Atomic increment Distribute Sequential HBase

210 views
Skip to first unread message

Syed Abdul Kather

unread,
Jul 20, 2012, 8:55:00 AM7/20/12
to HBaseWD - Distribute Sequential HBase Writes
Team ,
In my use case i have hbase table which contains more than 20
million records and my rowkey is unique(using incrementColumnValue
like auto gentrated number) which will be further used by solr for
permission. But i am calling that incrementColumnValue function
from .net by using ThriftAPI. Process is handled at the Java End
(Hadoop). when i tried to run Map - reduce Program i had suffered from
Hot Spotting Problem.


I had plan to change this incrementColumnValue function which will
return the salting Row Key( as per HBASEWD) . Is this a right way to
approach or let me know if there is any other method which gives
performance.

Thanks in Advance

Syed Abdul Kather


Alex Baranau

unread,
Jul 20, 2012, 10:23:47 AM7/20/12
to hba...@googlegroups.com
Hi Syed,

Before I can judge whether HBaseWD is the right thing to use for you, let me ask you several Qs:

What is the access pattern of the data in HBase? I guess you process data with MapReduce job (to create index in Solr?). Is this the primary access pattern?

I guess apart from uniqueness of row keys, the reason why you use continuously incrementing row key is to be able to fetch "newly arrived (non-process) delta" (e.g. to feed into MR job). Is that so? Or you use it solely to achieve uniqueness? Do you write from different machines in HBase?

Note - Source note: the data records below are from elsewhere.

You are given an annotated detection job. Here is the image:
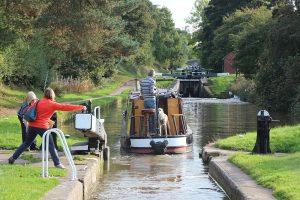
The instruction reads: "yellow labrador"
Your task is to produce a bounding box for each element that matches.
[158,108,170,135]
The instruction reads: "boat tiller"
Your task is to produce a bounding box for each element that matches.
[150,140,168,155]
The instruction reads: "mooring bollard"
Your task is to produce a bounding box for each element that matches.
[252,110,272,154]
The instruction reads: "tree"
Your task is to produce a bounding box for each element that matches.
[152,8,189,67]
[256,4,300,111]
[213,7,272,77]
[197,0,278,71]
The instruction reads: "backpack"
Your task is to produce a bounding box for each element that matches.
[24,100,39,122]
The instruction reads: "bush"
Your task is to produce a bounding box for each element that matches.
[230,76,256,103]
[50,77,95,96]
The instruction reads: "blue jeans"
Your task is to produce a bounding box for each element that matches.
[12,126,60,166]
[144,97,156,133]
[18,116,37,150]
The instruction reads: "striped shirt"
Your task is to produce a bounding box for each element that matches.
[140,76,156,99]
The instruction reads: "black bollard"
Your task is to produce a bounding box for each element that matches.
[252,110,272,154]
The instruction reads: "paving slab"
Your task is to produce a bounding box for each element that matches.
[201,144,275,200]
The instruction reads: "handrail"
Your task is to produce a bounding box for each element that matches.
[42,128,77,180]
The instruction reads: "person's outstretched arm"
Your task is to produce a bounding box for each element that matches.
[52,102,85,111]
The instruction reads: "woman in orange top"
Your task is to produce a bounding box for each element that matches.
[8,88,86,168]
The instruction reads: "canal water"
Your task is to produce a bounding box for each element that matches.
[86,99,257,200]
[62,98,300,200]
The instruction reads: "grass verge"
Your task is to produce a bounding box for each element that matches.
[0,115,84,150]
[0,165,67,200]
[216,124,300,153]
[208,75,235,97]
[229,153,300,200]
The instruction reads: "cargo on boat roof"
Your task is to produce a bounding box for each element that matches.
[121,92,193,154]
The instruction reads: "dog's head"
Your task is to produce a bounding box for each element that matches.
[158,108,164,113]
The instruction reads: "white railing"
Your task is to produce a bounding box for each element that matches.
[42,128,77,180]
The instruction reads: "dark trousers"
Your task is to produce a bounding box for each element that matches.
[18,116,36,150]
[12,126,60,166]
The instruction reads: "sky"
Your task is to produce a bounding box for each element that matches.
[150,0,195,29]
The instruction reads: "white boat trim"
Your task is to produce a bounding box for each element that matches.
[130,136,188,148]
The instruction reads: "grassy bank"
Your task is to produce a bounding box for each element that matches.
[0,115,83,150]
[208,75,235,98]
[216,124,300,200]
[216,124,300,153]
[229,153,300,200]
[0,165,67,200]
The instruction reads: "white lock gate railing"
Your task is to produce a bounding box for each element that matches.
[42,128,77,180]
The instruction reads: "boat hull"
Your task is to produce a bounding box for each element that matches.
[122,135,193,154]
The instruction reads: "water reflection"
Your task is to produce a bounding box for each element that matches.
[78,99,297,200]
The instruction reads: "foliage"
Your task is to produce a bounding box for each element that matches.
[156,79,174,89]
[212,7,272,77]
[216,125,300,153]
[208,75,235,97]
[0,0,189,88]
[152,8,189,68]
[0,165,67,200]
[230,76,257,102]
[256,5,300,111]
[197,0,275,71]
[229,153,300,200]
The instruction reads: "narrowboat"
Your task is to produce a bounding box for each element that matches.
[121,92,193,154]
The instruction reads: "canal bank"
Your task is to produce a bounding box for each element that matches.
[43,157,104,200]
[200,143,275,200]
[88,98,256,200]
[216,124,300,200]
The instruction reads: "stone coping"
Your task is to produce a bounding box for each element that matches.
[200,143,275,200]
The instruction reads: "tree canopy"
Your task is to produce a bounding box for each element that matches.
[0,0,188,87]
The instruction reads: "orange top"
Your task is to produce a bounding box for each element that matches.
[29,98,84,129]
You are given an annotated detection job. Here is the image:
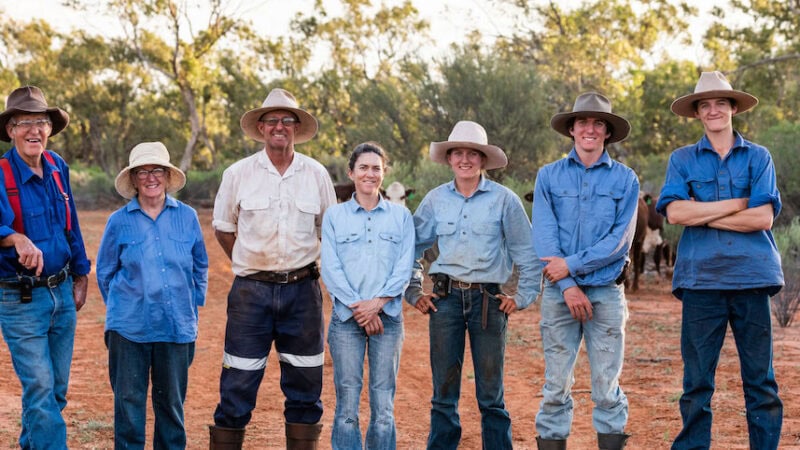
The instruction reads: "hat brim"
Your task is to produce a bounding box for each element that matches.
[114,161,186,200]
[670,89,758,119]
[239,106,319,144]
[0,108,69,142]
[429,141,508,170]
[550,111,631,144]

Perhaps, to better understand your use-case, I should ask: have you considered using random UUID as a row key? If yes, why it is not appropriate to use it in your case?

Alex Baranau
------
Sematext :: http://blog.sematext.com/ :: Hadoop - HBase - ElasticSearch - Solr

P.S. Thanx for the interest in HBaseWD rpoject.
--
Alex Baranau
------
Sematext :: http://blog.sematext.com/ :: Hadoop - HBase - ElasticSearch - Solr

Syed Abdul Kather

unread,
Jul 20, 2012, 11:30:37 AM7/20/12
to HBaseWD - Distribute Sequential HBase Writes
Thanks Alex Baranau for your quick response

What is the access pattern of the data in HBase?
We are maintaining the row key to solely to achieve uniqueness.
But at the same time we would be having the data in sequence it should
be incremental order.

I guess you process data with MapReduce job (to create index in
Solr?)
No , i have a custom logic in which i am generating Map file /per
user . Which will be then accessed by solr for authentication
purpose.

Or you use it solely to achieve uniqueness?
yes , Let say if there 10 document(in real time i have 10Billion) and
if i have 10 user .
USER1[0,0,1,0,1,0,0,0,0,0] == User 1 has access to doc 3, doc 5, doc
10 . In lucence level i am deciding whether for the rowkey(Unique Key
in solr) he has access or not

Perhaps, to better understand your use-case, I should ask: have you
considered using random UUID as a row key? If yes, why it is not
appropriate to use it in your case?

No , As per our logic each row key is going to bit position of my
map(Custom map) file. if 8 Million documents is the then size of
map(custom map) will be 1MB


My Map Reduce program is generating this Custom Map File..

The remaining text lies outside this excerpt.